The project demonstrates both directions:
- Haskell calling into Rust through a C ABI exposed by the Rust crate.
- Rust calling back into Haskell through a Cabal `foreign-library`, with explicit GHC RTS initialization.
## Layout
- `src/Interop/Shared.hs` - pure shared logic plus the C-compatible struct layout used at the boundary.
- `src/Interop/Exports.hs` - Haskell functions exported to C for Rust to call.
- `app/RustClient.hs` - Haskell imports for the Rust C ABI.
- `app/Main.hs` - Haskell executable that demonstrates the Haskell -> Rust path.
- `test/Spec.hs` - small pure tests that avoid crossing the FFI boundary.

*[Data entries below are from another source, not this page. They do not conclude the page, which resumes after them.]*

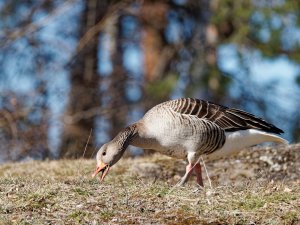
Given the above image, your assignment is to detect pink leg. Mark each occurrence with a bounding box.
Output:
[179,163,194,186]
[194,163,204,187]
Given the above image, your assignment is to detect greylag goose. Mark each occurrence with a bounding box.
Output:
[93,98,287,186]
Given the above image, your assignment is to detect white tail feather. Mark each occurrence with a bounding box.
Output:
[207,129,288,160]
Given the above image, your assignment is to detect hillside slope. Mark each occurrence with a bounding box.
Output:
[0,145,300,224]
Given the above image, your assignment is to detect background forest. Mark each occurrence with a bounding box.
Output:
[0,0,300,162]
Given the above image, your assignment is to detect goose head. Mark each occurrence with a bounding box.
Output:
[92,142,124,181]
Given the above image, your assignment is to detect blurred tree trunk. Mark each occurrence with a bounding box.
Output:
[107,15,128,138]
[60,0,108,157]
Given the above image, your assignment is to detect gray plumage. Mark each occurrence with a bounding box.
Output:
[93,98,285,185]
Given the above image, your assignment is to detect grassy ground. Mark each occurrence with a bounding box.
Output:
[0,145,300,224]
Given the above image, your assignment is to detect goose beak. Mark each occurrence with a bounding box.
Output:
[92,161,110,181]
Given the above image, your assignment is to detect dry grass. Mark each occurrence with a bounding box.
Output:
[0,147,300,224]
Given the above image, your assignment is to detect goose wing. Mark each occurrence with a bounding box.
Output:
[160,98,283,134]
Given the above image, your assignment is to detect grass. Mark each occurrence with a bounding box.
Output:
[0,144,300,224]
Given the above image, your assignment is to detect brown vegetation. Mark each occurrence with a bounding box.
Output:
[0,145,300,224]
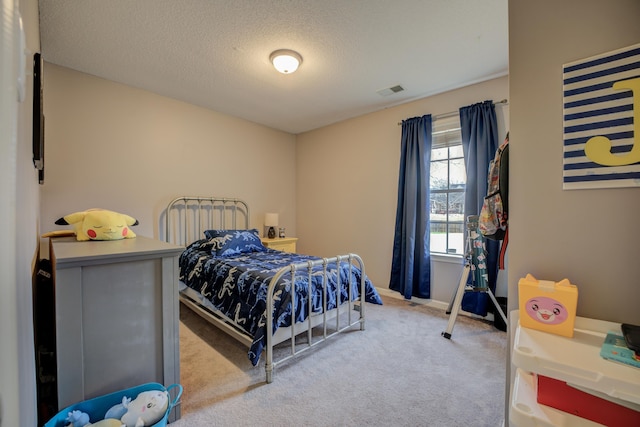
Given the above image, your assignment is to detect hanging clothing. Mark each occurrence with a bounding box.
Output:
[389,115,432,299]
[460,101,500,317]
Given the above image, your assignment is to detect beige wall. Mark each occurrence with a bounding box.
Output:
[296,77,509,303]
[41,63,296,244]
[508,0,640,324]
[0,0,40,426]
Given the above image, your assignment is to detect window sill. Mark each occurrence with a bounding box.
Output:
[431,253,464,265]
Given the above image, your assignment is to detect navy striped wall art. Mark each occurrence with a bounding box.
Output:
[562,44,640,190]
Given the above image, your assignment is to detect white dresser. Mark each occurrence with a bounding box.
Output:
[49,236,183,420]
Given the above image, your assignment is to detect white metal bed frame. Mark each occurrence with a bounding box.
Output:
[165,196,366,383]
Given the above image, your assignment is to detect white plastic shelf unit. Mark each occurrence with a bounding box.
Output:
[509,310,640,427]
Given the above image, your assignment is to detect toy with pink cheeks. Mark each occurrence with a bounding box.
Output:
[525,297,569,325]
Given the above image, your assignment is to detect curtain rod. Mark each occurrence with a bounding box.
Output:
[398,98,509,126]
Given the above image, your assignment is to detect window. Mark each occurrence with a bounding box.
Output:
[429,114,467,255]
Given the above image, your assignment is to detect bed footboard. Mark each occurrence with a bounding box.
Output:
[265,254,366,383]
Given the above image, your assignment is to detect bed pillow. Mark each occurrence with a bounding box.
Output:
[204,228,267,256]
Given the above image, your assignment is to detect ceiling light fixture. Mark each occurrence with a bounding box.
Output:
[269,49,302,74]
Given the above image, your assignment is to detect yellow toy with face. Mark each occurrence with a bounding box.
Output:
[56,209,138,241]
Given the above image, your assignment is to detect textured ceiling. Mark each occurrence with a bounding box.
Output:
[39,0,508,134]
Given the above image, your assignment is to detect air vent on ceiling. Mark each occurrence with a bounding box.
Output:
[376,85,404,96]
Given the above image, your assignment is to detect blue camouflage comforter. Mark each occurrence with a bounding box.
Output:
[180,239,382,366]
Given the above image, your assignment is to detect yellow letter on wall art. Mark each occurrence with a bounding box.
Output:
[584,78,640,166]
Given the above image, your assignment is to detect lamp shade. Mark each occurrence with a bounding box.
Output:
[264,213,278,227]
[269,49,302,74]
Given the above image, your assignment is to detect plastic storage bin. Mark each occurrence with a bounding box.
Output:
[537,375,640,427]
[518,274,578,337]
[44,383,182,427]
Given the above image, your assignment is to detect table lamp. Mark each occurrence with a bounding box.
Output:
[264,213,278,239]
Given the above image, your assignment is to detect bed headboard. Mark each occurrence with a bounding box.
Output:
[165,196,249,246]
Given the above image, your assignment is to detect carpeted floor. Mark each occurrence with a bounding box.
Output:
[172,297,508,427]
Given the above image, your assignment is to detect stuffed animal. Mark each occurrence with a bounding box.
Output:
[120,390,169,427]
[65,411,124,427]
[65,411,89,427]
[56,209,138,241]
[104,396,131,420]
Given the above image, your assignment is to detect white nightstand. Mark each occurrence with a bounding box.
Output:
[260,237,298,253]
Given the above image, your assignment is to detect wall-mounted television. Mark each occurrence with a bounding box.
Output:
[33,53,44,184]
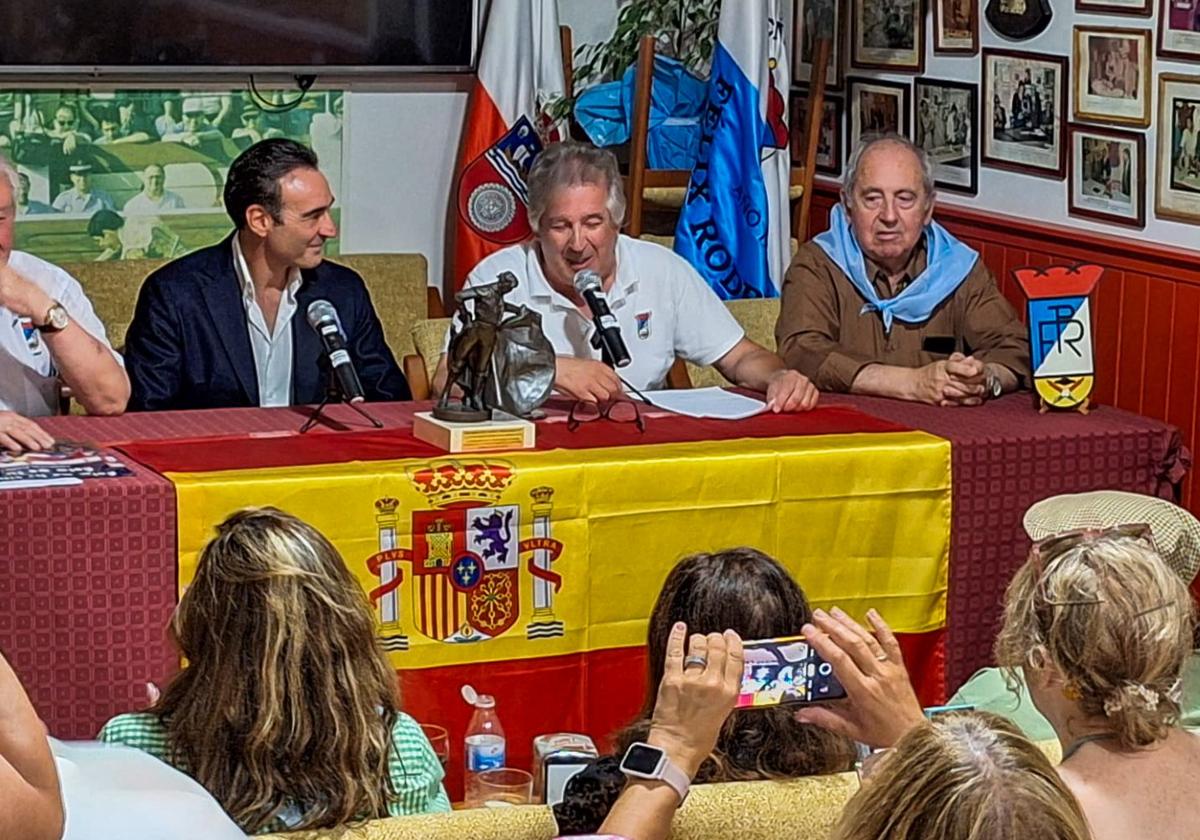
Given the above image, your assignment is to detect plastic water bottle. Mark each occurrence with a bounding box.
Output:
[462,685,506,805]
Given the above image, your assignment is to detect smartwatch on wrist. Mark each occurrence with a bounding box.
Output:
[620,742,691,804]
[983,371,1004,400]
[37,300,71,332]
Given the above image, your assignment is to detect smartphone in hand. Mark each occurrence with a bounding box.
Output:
[736,636,846,709]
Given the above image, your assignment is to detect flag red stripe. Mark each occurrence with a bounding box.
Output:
[451,80,518,289]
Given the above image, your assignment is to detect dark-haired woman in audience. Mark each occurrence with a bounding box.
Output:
[585,609,1088,840]
[100,508,450,834]
[554,548,856,834]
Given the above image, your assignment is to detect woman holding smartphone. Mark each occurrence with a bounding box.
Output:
[554,548,856,835]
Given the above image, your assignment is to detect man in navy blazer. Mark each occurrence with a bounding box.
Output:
[125,139,412,410]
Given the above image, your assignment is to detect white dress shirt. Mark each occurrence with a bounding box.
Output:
[0,251,125,418]
[233,234,300,408]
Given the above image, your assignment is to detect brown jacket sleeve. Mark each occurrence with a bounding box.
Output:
[958,259,1030,386]
[775,242,874,392]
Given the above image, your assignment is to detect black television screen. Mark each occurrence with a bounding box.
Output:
[0,0,475,73]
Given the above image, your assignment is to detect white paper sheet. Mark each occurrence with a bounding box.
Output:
[646,388,767,420]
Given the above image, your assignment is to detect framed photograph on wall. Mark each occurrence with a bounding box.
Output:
[1067,124,1146,228]
[932,0,979,55]
[1075,0,1154,18]
[1156,0,1200,61]
[846,77,908,156]
[1074,26,1151,128]
[792,0,845,90]
[912,78,979,196]
[850,0,925,73]
[1154,73,1200,224]
[979,48,1067,178]
[790,89,845,178]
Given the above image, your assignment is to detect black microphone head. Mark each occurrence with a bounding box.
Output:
[307,300,337,330]
[574,269,604,294]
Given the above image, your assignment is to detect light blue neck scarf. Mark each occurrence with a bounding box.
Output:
[812,204,979,332]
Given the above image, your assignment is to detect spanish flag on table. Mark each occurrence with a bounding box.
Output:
[152,409,950,792]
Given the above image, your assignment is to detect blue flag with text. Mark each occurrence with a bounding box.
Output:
[674,0,791,300]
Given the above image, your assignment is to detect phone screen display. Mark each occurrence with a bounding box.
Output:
[737,636,846,708]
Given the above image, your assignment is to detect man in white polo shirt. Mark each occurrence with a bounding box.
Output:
[0,157,130,450]
[434,143,817,412]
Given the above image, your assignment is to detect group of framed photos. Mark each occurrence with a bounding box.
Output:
[792,0,1200,228]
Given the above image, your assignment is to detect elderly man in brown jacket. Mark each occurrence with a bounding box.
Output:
[775,134,1030,406]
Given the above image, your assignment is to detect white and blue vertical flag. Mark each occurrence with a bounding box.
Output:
[674,0,792,300]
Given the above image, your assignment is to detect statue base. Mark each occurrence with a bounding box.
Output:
[430,404,492,422]
[413,410,535,452]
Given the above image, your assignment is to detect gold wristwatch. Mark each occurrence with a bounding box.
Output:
[37,300,71,334]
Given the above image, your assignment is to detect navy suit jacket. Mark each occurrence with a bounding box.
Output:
[125,238,412,412]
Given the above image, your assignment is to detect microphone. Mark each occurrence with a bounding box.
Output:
[308,300,366,403]
[574,269,630,367]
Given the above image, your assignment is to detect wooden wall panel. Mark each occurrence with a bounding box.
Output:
[811,184,1200,514]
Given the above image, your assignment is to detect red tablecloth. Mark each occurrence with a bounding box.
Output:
[23,395,1188,737]
[827,394,1192,694]
[0,463,176,738]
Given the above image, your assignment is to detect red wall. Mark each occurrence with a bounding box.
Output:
[810,185,1200,514]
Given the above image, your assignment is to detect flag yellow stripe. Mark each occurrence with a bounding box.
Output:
[169,432,950,667]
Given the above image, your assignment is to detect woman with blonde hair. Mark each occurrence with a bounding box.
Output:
[100,508,450,834]
[833,712,1090,840]
[996,526,1200,840]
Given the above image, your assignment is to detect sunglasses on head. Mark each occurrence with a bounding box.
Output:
[1030,522,1154,607]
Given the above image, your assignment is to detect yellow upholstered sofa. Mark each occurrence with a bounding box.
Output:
[268,773,858,840]
[62,253,442,361]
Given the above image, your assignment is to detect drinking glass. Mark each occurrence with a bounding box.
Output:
[475,767,533,808]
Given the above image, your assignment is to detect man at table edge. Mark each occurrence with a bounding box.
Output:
[0,156,130,451]
[125,138,412,410]
[775,134,1030,406]
[433,142,817,412]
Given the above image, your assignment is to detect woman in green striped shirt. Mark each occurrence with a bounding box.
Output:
[100,508,450,834]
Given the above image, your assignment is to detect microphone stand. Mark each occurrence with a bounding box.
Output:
[300,354,383,434]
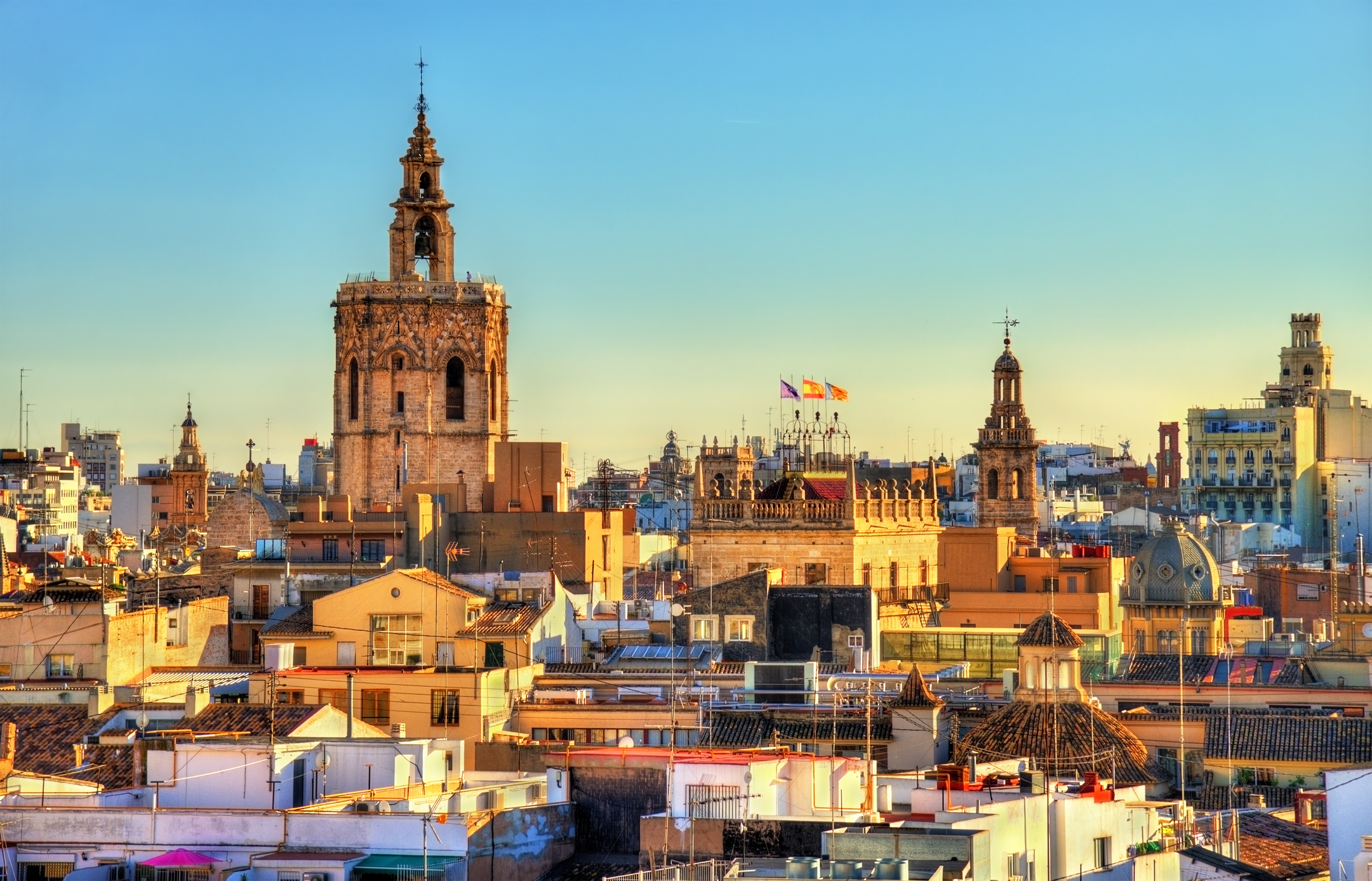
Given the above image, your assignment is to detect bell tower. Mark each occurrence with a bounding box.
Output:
[971,316,1039,538]
[391,59,453,281]
[331,69,509,512]
[169,396,210,528]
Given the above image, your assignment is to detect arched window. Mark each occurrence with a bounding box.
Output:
[415,214,434,257]
[347,358,358,419]
[446,358,467,419]
[490,361,501,422]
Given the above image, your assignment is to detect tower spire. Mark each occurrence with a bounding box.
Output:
[415,46,428,119]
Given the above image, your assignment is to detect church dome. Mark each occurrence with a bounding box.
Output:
[1124,520,1220,604]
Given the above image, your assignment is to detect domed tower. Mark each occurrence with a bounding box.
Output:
[1119,520,1234,657]
[971,321,1039,538]
[169,398,210,528]
[952,612,1159,784]
[332,72,509,511]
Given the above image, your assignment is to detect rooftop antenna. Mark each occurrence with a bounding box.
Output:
[415,46,428,117]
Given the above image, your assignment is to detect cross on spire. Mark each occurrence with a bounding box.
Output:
[415,48,428,117]
[992,306,1020,346]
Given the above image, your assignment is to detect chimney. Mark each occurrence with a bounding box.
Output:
[185,685,210,719]
[86,686,114,718]
[0,722,19,778]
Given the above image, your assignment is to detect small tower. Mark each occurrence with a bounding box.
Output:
[1277,311,1333,388]
[169,398,210,527]
[971,318,1039,538]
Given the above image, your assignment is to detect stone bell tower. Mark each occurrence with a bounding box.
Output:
[971,319,1039,538]
[331,78,509,511]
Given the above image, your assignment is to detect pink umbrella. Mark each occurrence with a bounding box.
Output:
[138,848,220,866]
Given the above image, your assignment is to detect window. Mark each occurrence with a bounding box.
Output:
[1092,836,1111,869]
[490,361,500,422]
[347,358,358,419]
[372,615,424,666]
[446,358,467,420]
[48,655,77,679]
[724,615,753,642]
[690,615,719,642]
[363,689,391,725]
[429,689,458,725]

The code keeps the FFI surface small on purpose. The boundary uses:
- integers
- a fixed C-shaped struct
- borrowed slices as `ptr + len`
- owned returned buffers as `ptr + len + cap`
- owned C strings with an explicit free function on each side
That is enough to demonstrate the main challenges without pulling in code generation or large bindings.
The current examples include:
- scalar stats and message passing
- borrowed `i32` slices sent across the boundary
- owned `i32` buffers returned across the boundary
- borrowed raw byte buffers with embedded zero bytes
- owned raw byte buffers returned across the boundary
## Build And Run
From the repository root:
```sh
make haskell-build
```
Run the Haskell executable that calls Rust:
```sh
make haskell-run
```
Run the Rust executable that calls the Haskell foreign library:
```sh
make rust-calls-haskell
```
You can also run the commands manually:
```sh
cargo build --lib
cabal build --project-file=haskell/cabal.project all
cabal run --project-file=haskell/cabal.project haskell-calls-rust -- Ada 7 5
cargo run -- rust-calls-haskell Ada 7 5
```
## What This Demonstrates
- The boundary must stay C-shaped. Rich Rust and Haskell types do not cross directly.
- Strings need explicit ownership rules. Each side exports its own free function.
- Borrowed slices and owned returned buffers are different patterns and must be modeled differently.
- Raw byte buffers should be treated separately from C strings.
- Struct layout must be mirrored carefully on both sides.
- Rust calling Haskell is the harder direction because it must initialize and shut down the GHC runtime correctly.
- Build order is part of the design. Haskell links against the Rust static library, and Rust loads the Haskell foreign library after Cabal builds it.